A variety of methodologies and
techniques are deployed by list brokers during the process of selecting
outside lists. This article will examine one particular methodology
which helps to identify additional list universes for expanding
the market of a direct mail campaign. I refer to this methodology
as "neural" list selection.
The terminology is actually borrowed from the realm of computer
science. A "neural net" is the core of an artificial intelligence
system which imitates human cognition by processing diverse data
and connecting information with both expected and unusual factors.
The neural approach to list selection starts with a base of profitable
lists and uncovers new universes by identifying other lists that
have similar attributes to the top performers.
The neural technique varies from the methodology of selecting
lists that fit into pre-defined categories, since these categories
can inherently limit the horizontal movement needed to expand
the market for a particular campaign. With the neural approach,
it is the unique attributes of the profitable lists, as opposed
to pre-defined categories, which act as the qualifying factors
for list selection. As an example, let's examine a base of continuation
lists for a fictitious mailer and review the rationale for new
tests based on the neural approach.
For visualization purposes, I used the organization chart capabilities
built into Microsoft's PowerPoint. Though it is intended for mapping
the hierarchy of employees, it actually lends itself very well
for graphical representation of neural list selections.
Using this tool, the list at the top of the chart would be considered
the 'lead' list, with one equal level of subordinates underneath
representing files that share common attributes with the lead
(see fig. 1 below).
The first step of the process was to analyze all of the continuation
lists, separating the ones with unique predictor characteristics
to serve as lead lists. As I went through this analysis process,
I expected to identify lists within the continuation groupings
that were common to one another. This makes sense, since in the
traditional test/continuation cycle, successful lists will demonstrate
clustering around successful attributes. In the case of several
lists with common predictor characteristics, the file that most
prominently displayed these attributes was selected as the lead
list, clarifying and supporting the rationale for the grouping.
In the first group, I identified Cybermedia as a lead list.
The Cybermedia list is comprised of individuals, mostly at home
address, who purchased the First Aid utility program for Windows
95 via direct mail. In this case, the discriminating attributes
were utility product buyers and Windows 95, in addition to a direct
mail sold source with selectable recency. As you can infer, the
source and the recency of the names directly affect list performance.
Applying the neural list selection process, I identified several
test lists, such as Dashboard and Microhelp. Dashboard, published
by Starfish Software, is a utility program that places a front-end
control panel to the Windows operating system. Microhelp is known
for their uninstaller program, which removes unused software from
the Windows 95 and NT environments. Both Dashboard and Microhelp
have selectable recency, and are marketed as having a direct response
source. During order placement, direct mail sold names would be
selected, if available.
Quarterdeck was also identified, however, to support the rationale
for the group, I was forced to go 'off the datacard' and research
the availability of individual product selects. Specifically,
I wanted to rent Quarterdeck's Windows 95 utility products, such
as Remove-It and WinDelete. Remove-It and WinDelete were selectable
with recency, and were marked as separate test lists in the grouping.

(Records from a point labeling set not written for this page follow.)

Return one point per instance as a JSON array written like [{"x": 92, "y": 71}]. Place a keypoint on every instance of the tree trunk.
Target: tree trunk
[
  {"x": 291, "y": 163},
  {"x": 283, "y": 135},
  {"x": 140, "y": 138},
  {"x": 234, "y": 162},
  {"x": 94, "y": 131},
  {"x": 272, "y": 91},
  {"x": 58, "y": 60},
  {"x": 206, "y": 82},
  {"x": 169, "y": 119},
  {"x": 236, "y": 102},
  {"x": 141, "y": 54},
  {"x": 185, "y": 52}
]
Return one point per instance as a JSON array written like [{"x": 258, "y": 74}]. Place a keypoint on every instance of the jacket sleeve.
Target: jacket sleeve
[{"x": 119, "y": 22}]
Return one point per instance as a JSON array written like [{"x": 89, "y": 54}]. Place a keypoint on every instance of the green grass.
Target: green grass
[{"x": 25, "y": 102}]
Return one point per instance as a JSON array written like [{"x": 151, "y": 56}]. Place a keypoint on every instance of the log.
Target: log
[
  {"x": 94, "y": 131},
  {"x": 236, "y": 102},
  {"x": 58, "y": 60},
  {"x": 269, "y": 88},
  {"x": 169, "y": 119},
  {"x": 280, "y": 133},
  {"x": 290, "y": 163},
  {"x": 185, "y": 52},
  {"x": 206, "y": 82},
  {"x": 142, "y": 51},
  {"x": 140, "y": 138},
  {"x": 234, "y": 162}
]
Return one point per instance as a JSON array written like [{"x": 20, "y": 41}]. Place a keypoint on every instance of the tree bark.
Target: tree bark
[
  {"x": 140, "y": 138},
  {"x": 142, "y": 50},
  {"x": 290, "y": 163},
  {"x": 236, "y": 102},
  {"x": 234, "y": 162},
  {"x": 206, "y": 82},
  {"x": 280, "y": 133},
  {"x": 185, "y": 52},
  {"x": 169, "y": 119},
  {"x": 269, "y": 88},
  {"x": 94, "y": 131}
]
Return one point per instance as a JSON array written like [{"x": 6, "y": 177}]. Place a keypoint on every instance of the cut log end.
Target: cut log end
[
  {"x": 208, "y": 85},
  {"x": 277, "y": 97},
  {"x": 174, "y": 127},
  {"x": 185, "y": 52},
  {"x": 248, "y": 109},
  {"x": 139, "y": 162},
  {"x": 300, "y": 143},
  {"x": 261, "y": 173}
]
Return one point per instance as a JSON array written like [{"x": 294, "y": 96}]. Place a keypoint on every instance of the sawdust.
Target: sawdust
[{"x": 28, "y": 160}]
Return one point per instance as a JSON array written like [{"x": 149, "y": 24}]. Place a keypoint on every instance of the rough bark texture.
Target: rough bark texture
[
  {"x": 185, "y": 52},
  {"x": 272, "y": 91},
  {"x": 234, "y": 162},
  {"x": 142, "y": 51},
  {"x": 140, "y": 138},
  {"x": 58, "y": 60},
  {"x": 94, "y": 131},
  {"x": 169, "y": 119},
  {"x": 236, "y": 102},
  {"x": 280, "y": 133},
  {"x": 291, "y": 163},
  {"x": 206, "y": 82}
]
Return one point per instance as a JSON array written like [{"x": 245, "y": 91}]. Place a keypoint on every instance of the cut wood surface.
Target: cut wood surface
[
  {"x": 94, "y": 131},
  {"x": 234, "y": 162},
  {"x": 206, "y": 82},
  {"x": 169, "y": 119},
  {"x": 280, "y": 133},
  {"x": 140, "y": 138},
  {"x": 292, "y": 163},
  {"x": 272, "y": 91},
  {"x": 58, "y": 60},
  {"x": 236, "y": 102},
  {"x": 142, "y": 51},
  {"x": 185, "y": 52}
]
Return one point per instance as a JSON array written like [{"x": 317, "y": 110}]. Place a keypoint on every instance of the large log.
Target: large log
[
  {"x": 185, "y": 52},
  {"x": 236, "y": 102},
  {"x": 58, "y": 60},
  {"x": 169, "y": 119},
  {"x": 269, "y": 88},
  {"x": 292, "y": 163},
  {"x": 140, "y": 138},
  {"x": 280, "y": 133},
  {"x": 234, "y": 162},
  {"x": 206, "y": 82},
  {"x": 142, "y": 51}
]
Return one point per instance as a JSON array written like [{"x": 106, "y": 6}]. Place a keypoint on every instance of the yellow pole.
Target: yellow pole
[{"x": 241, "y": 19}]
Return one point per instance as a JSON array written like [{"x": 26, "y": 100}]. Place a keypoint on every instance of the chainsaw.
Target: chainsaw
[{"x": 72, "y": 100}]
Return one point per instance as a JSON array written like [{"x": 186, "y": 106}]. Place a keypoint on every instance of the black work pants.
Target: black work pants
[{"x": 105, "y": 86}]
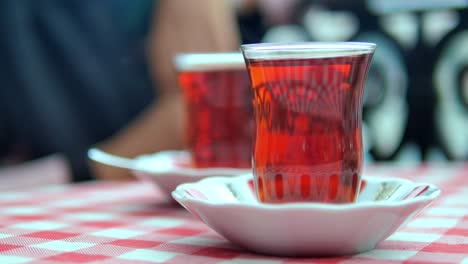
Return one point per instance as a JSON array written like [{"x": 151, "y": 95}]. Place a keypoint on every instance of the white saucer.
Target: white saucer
[
  {"x": 229, "y": 206},
  {"x": 168, "y": 169}
]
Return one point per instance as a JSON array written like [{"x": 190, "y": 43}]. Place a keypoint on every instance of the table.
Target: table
[{"x": 134, "y": 223}]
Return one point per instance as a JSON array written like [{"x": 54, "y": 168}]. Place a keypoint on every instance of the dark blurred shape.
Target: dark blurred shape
[
  {"x": 72, "y": 71},
  {"x": 416, "y": 92}
]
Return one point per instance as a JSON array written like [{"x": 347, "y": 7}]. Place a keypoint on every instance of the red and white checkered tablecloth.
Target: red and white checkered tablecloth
[{"x": 133, "y": 223}]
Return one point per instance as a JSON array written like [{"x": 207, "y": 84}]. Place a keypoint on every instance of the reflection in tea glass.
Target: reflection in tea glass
[
  {"x": 307, "y": 107},
  {"x": 218, "y": 101}
]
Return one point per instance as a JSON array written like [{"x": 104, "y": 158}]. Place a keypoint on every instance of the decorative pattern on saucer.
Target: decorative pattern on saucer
[{"x": 230, "y": 207}]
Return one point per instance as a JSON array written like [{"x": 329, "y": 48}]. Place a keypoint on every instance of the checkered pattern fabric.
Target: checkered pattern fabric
[{"x": 134, "y": 223}]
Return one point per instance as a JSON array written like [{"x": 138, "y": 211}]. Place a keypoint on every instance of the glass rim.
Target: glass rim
[
  {"x": 298, "y": 50},
  {"x": 208, "y": 61}
]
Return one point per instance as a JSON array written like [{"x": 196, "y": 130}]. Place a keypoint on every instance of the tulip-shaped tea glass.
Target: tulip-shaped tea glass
[
  {"x": 219, "y": 119},
  {"x": 307, "y": 100}
]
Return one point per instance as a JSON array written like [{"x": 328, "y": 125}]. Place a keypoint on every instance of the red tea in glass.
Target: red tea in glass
[
  {"x": 307, "y": 106},
  {"x": 218, "y": 104}
]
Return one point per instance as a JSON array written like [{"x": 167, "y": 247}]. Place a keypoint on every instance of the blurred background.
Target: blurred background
[{"x": 416, "y": 100}]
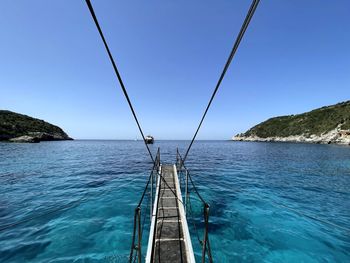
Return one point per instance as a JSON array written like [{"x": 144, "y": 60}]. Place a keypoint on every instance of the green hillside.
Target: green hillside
[
  {"x": 14, "y": 125},
  {"x": 316, "y": 122}
]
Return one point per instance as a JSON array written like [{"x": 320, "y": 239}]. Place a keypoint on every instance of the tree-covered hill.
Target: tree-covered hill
[
  {"x": 330, "y": 124},
  {"x": 13, "y": 125}
]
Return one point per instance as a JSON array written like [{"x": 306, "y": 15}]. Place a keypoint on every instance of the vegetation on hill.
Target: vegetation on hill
[
  {"x": 316, "y": 122},
  {"x": 14, "y": 125}
]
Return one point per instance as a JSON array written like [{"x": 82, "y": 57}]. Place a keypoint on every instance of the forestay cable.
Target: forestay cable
[
  {"x": 118, "y": 75},
  {"x": 244, "y": 27}
]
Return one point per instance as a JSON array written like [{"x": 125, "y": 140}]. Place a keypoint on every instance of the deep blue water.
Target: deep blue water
[{"x": 269, "y": 202}]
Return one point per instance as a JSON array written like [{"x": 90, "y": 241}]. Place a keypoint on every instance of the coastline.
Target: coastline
[{"x": 336, "y": 136}]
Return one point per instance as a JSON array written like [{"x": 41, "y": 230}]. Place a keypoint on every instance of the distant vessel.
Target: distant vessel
[{"x": 149, "y": 139}]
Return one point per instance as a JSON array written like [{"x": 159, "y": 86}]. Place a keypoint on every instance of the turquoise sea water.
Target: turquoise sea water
[{"x": 269, "y": 202}]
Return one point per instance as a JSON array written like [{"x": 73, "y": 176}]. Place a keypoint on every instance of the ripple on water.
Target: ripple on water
[{"x": 259, "y": 194}]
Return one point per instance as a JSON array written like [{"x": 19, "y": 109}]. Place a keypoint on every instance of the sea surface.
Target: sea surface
[{"x": 74, "y": 201}]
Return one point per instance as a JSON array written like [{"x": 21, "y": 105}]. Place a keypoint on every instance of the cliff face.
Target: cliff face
[
  {"x": 22, "y": 128},
  {"x": 329, "y": 124}
]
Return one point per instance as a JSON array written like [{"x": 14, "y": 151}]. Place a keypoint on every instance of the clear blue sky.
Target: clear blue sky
[{"x": 294, "y": 57}]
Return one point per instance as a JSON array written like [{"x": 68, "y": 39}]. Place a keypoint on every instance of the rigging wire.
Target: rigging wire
[
  {"x": 118, "y": 75},
  {"x": 244, "y": 27}
]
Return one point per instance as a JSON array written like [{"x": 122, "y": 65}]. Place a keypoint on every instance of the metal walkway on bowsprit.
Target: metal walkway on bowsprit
[
  {"x": 169, "y": 236},
  {"x": 169, "y": 239}
]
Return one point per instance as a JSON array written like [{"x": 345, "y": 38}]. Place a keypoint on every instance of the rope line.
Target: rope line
[
  {"x": 118, "y": 75},
  {"x": 244, "y": 27}
]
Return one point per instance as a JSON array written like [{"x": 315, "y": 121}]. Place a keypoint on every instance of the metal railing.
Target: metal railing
[
  {"x": 138, "y": 226},
  {"x": 206, "y": 251}
]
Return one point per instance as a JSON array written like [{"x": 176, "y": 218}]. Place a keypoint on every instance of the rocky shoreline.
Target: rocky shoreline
[
  {"x": 16, "y": 127},
  {"x": 35, "y": 137},
  {"x": 336, "y": 136}
]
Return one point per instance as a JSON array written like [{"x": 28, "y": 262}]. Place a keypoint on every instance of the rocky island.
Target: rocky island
[
  {"x": 15, "y": 127},
  {"x": 330, "y": 124}
]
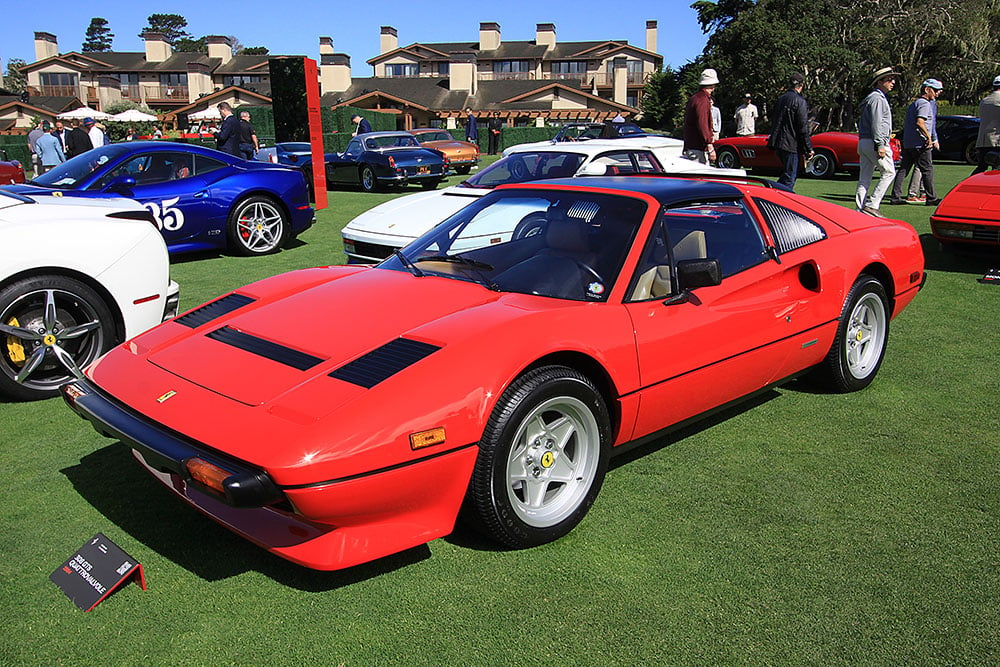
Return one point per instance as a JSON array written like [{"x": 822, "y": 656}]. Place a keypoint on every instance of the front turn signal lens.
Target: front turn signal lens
[{"x": 435, "y": 436}]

Since a majority of Quarterdeck's recent names have a direct mail
source, this list met the requirements for the grouping.
Another grouping identified recent buyers of Sidekick by Starfish
Software as the lead list. As a calendar/scheduler/contact management
program, I concluded that the discriminating attributes were highly-organized
consumers and business people who have made recent product purchases.
This directed me to recent buyers of Sharkware and Maximizer,
two lists targeting buyers of contact management software. Following
this rationale were hotline buyers of Day-Timer's Organizer Software,
a complimentary product to their pocket scheduler.
Hotline subscribers from Mobile Computing were also selected,
due to the affinity of portable computers with sales-oriented
individuals who regularly use schedulers and contact management
software. Hotline subscribers were selected, going off the card
to request the omission of agent sold names (e.g. names sold by
the multi-magazine companies such as American Family Publishers).
Though it is impossible to provide a finite mapping of the thought
processes and list selection methodologies used by professional
List Brokers, the neural approach will give you additional insight
for working with your broker and uncovering new tests.